We have a home that I inherited from my parents about 10 years ago upon their death. There’s always been an easement on our property for farmers to access a supposedly landlocked field. However, over the years this easement has become a hang out most recently dirt bikes being

ridden up and down it. We’ve found people drinking out there, deer stands unauthorized, we have no trespassing signs, no one cares. We’ve searched both the deeds ours and the owners can’t find anything about an easement. We’ve had enough of it being treated like a park, it’s through the center of our property. The owner of the field is being paid for his land to be farmed. The ownership transferred last year to the son upon his death. We get nothing for this constant headache. The local police say we cannot block it off but I think we’re within our rights to do so, especially since the field isn’t farmed most of the year as we’re not close by. I’ve just had enough and am willing to relocate or gate off the easement and lock it giving the farmer a key but why

should we have to pay for it? Shouldn’t they have to? What rights do we have?
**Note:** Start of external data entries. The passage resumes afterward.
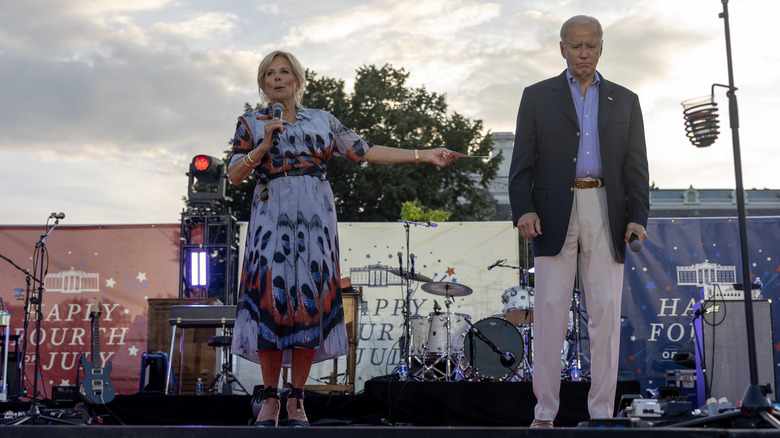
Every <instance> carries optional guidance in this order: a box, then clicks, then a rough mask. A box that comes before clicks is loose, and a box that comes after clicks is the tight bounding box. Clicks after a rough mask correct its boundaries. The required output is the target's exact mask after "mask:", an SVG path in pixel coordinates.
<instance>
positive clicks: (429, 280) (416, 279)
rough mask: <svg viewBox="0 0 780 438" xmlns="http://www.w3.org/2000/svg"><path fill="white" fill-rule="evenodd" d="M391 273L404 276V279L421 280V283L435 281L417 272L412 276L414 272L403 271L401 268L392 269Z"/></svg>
mask: <svg viewBox="0 0 780 438" xmlns="http://www.w3.org/2000/svg"><path fill="white" fill-rule="evenodd" d="M390 273H391V274H393V275H397V276H399V277H401V278H403V279H404V280H408V279H410V278H411V279H412V280H414V281H419V282H421V283H430V282H431V281H433V279H431V278H429V277H426V276H424V275H421V274H418V273H416V272H415V273H414V277H412V273H411V272H406V271H403V272H401V270H400V269H390Z"/></svg>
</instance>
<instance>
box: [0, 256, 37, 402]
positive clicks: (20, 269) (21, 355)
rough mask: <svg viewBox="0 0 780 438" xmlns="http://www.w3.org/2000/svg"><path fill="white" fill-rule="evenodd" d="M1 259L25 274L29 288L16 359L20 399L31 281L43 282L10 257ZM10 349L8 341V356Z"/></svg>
mask: <svg viewBox="0 0 780 438" xmlns="http://www.w3.org/2000/svg"><path fill="white" fill-rule="evenodd" d="M0 258H1V259H3V260H5V261H7V262H8V263H10V264H11V266H13V267H14V268H16V269H18V270H19V271H21V272H23V273H24V275H25V282H26V283H27V288H26V292H25V299H24V320H23V326H22V333H24V335H23V336H24V339H23V342H22V351H21V352H17V358H16V365H17V368H16V369H17V370H19V373H18V375H17V376H16V394H14V395H15V396H16V397H17V398H19V395H20V391H21V390H22V383H24V374H25V372H24V369H25V366H24V357H25V352H26V350H27V339H28V336H27V327H28V324H29V322H30V318H29V315H30V312H29V306H30V303H31V301H32V300H31V298H30V290H31V285H30V283H31V281H35V282H36V283H38V284H41V281H40V280H39V279H37V278H35V275H33V274H31V273H30V271H28V270H27V269H24V268H22V267H21V266H19V265H17V264H16V263H14V261H13V260H11V259H9V258H8V257H6V256H4V255H2V254H0ZM7 330H10V326H8V327H7ZM8 347H9V346H8V341H7V340H6V344H5V351H6V354H7V353H8ZM17 347H18V344H17ZM6 361H7V359H6ZM3 369H4V370H5V368H3ZM3 382H4V383H5V384H7V383H8V382H6V380H5V377H4V378H3ZM9 389H10V385H9ZM6 395H7V394H6Z"/></svg>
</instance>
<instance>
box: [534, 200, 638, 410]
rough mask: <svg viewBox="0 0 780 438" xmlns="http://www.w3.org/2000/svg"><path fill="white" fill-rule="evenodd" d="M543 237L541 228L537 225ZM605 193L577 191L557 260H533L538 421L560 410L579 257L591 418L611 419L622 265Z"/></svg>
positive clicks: (622, 275) (615, 389)
mask: <svg viewBox="0 0 780 438" xmlns="http://www.w3.org/2000/svg"><path fill="white" fill-rule="evenodd" d="M541 226H542V233H544V223H542V224H541ZM609 236H610V234H609V222H608V220H607V204H606V191H605V189H604V188H603V187H602V188H593V189H575V190H574V205H573V206H572V211H571V218H570V220H569V230H568V232H567V234H566V241H565V243H564V245H563V249H562V250H561V252H560V254H558V255H556V256H553V257H536V258H535V259H534V265H535V269H536V288H535V294H534V338H533V354H534V368H533V387H534V394H535V395H536V399H537V404H536V407H535V408H534V416H535V418H536V419H537V420H554V419H555V416H556V414H557V413H558V406H559V404H560V387H561V347H562V346H563V343H564V339H565V336H566V331H567V328H568V323H569V310H570V306H571V297H572V292H573V290H574V281H575V276H576V274H577V251H578V249H579V252H580V271H581V277H582V281H581V287H582V290H583V293H584V296H585V301H586V303H587V306H586V307H587V314H588V333H589V336H590V358H591V374H590V377H591V388H590V392H589V393H588V413H589V414H590V417H591V418H609V417H612V415H613V410H614V402H615V391H616V388H617V372H618V353H619V349H620V302H621V296H622V291H623V264H622V263H618V262H616V261H615V257H614V256H613V253H612V249H611V248H612V245H611V244H610V237H609Z"/></svg>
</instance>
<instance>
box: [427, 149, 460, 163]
mask: <svg viewBox="0 0 780 438" xmlns="http://www.w3.org/2000/svg"><path fill="white" fill-rule="evenodd" d="M417 153H418V154H419V156H420V161H424V162H426V163H431V164H435V165H437V166H439V167H444V166H446V165H448V164H450V163H452V162H453V161H455V160H457V159H458V157H456V156H455V155H453V154H452V152H451V151H450V150H449V149H447V148H436V149H425V150H421V151H418V152H417Z"/></svg>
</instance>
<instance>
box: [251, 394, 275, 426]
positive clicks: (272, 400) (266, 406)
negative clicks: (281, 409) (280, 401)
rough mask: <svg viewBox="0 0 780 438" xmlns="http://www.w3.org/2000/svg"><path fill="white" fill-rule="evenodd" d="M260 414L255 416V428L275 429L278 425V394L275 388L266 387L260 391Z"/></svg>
mask: <svg viewBox="0 0 780 438" xmlns="http://www.w3.org/2000/svg"><path fill="white" fill-rule="evenodd" d="M260 401H261V402H262V405H261V407H260V413H258V414H257V419H256V420H255V427H276V426H278V425H279V394H277V393H276V388H274V387H271V386H268V387H265V388H263V389H262V390H261V394H260Z"/></svg>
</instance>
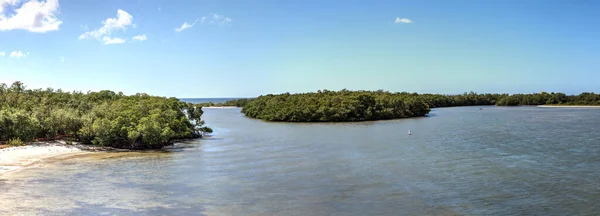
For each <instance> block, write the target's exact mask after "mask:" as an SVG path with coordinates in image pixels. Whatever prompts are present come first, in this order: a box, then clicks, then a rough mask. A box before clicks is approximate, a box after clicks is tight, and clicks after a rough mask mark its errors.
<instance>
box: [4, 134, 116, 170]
mask: <svg viewBox="0 0 600 216" xmlns="http://www.w3.org/2000/svg"><path fill="white" fill-rule="evenodd" d="M95 151H106V149H104V148H102V147H91V146H85V145H80V144H73V145H67V144H66V143H65V142H64V141H51V142H33V143H29V144H28V145H25V146H10V147H5V148H2V149H0V177H1V176H5V175H7V174H10V173H13V172H18V171H20V170H23V169H26V168H29V167H32V166H35V165H39V164H41V163H43V162H45V161H49V160H55V159H62V158H70V157H73V156H79V155H87V154H92V153H94V152H95Z"/></svg>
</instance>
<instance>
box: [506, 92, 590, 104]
mask: <svg viewBox="0 0 600 216" xmlns="http://www.w3.org/2000/svg"><path fill="white" fill-rule="evenodd" d="M497 105H498V106H519V105H600V95H599V94H594V93H590V92H584V93H581V94H580V95H565V94H564V93H554V92H552V93H547V92H542V93H536V94H514V95H511V96H508V97H504V98H502V99H501V100H499V101H498V103H497Z"/></svg>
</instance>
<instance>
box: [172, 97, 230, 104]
mask: <svg viewBox="0 0 600 216" xmlns="http://www.w3.org/2000/svg"><path fill="white" fill-rule="evenodd" d="M236 99H240V98H179V100H181V101H183V102H186V103H225V102H227V101H230V100H236Z"/></svg>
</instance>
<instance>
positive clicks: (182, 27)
mask: <svg viewBox="0 0 600 216" xmlns="http://www.w3.org/2000/svg"><path fill="white" fill-rule="evenodd" d="M196 22H198V19H196V21H194V22H193V23H192V24H189V23H187V22H183V24H181V27H179V28H176V29H175V31H176V32H181V31H183V30H185V29H188V28H191V27H193V26H194V25H196Z"/></svg>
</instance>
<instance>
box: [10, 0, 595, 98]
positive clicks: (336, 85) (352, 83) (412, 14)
mask: <svg viewBox="0 0 600 216" xmlns="http://www.w3.org/2000/svg"><path fill="white" fill-rule="evenodd" d="M0 5H2V7H1V8H3V9H2V10H0V82H4V83H12V82H13V81H16V80H19V81H22V82H24V83H25V84H26V85H27V86H28V87H30V88H45V87H53V88H62V89H63V90H68V91H71V90H82V91H87V90H93V91H96V90H102V89H109V90H114V91H122V92H124V93H126V94H134V93H136V92H146V93H150V94H153V95H161V96H175V97H252V96H258V95H261V94H268V93H283V92H291V93H294V92H307V91H316V90H319V89H329V90H339V89H342V88H347V89H353V90H359V89H363V90H377V89H385V90H389V91H409V92H421V93H425V92H429V93H447V94H453V93H462V92H465V91H476V92H480V93H484V92H507V93H519V92H524V93H530V92H539V91H561V92H566V93H580V92H582V91H594V92H600V85H598V81H600V70H599V68H600V13H597V11H600V3H598V2H597V1H581V0H579V1H566V0H565V1H563V0H561V1H557V0H544V1H541V0H527V1H523V0H502V1H480V0H435V1H434V0H419V1H417V0H415V1H402V0H394V1H392V0H390V1H384V0H380V1H366V0H364V1H356V0H347V1H326V0H302V1H292V0H290V1H281V0H255V1H247V0H237V1H226V0H221V1H217V0H210V1H202V0H193V1H192V0H189V1H181V0H171V1H158V0H103V1H92V0H47V1H41V0H0ZM182 27H184V28H182ZM136 36H137V37H136ZM134 37H136V39H134ZM3 53H4V54H3Z"/></svg>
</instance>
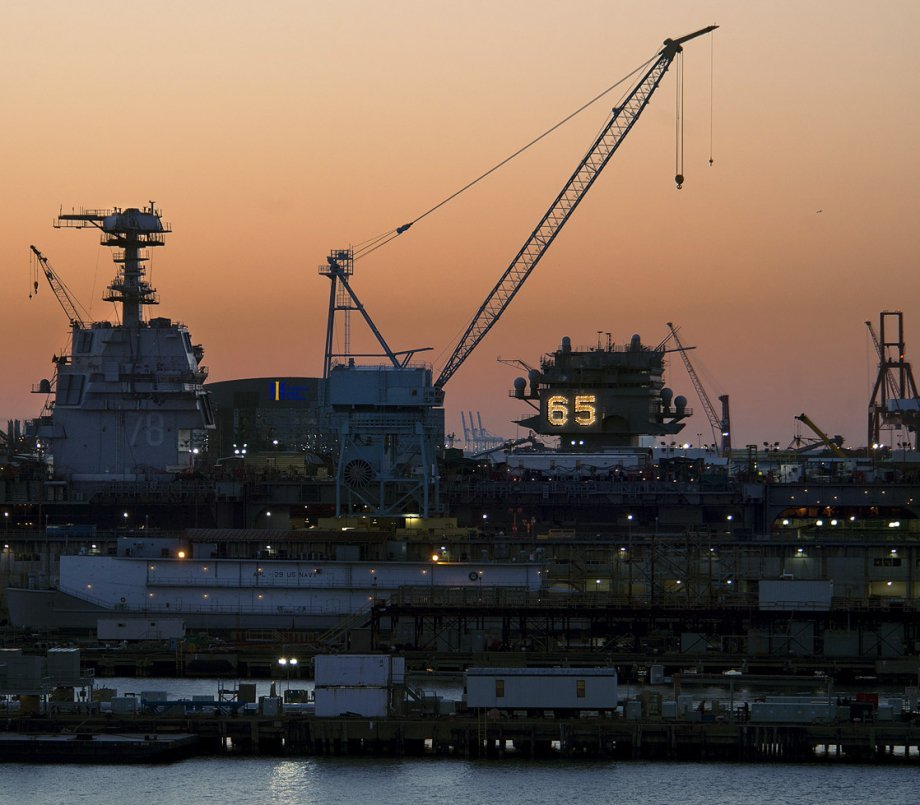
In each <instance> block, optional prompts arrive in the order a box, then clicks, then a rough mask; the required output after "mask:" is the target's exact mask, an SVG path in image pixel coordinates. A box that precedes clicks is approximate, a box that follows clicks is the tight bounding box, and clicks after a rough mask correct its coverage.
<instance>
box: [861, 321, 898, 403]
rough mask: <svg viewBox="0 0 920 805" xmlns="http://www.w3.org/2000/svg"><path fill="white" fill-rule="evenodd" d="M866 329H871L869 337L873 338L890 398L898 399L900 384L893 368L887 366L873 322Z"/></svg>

Asked on March 11, 2019 under Real Estate Law, Indiana


SJZ, Member, New York Bar / FreeAdvice Contributing Attorney

Answered 4 years ago | Contributor

If there is no recorded easement, there is no easement at present: an easement MUST be recorded to be enforceable.
That said, if the field is landlocked (no other access) and the other property owner were to take the matter to the courts (e.g. bring a legal action), a court would almost certainly order the creation of an "easement by necessity"--an easement created because otherwise another propety owner can't reach his land. If a court created an easement this way, it would essentially become part of your land.
You should, to avoid that happening, speak to the other owner and work out a "license" or agreement with him that allows him and his employees or  representatives (e.g. the people who farm for him) to access the land but makes the responsible for some basic security, like always closing an access gate behind them--and then put it a gate/fence and give him a copy of the keys or lock code. 
As stated, he would almost certainly be able to get the right to access if taken to court, so don't try to exclude him; but work with him to exclude everyone else, like those dirt bikers you mention. A real estate attorney can help you with this.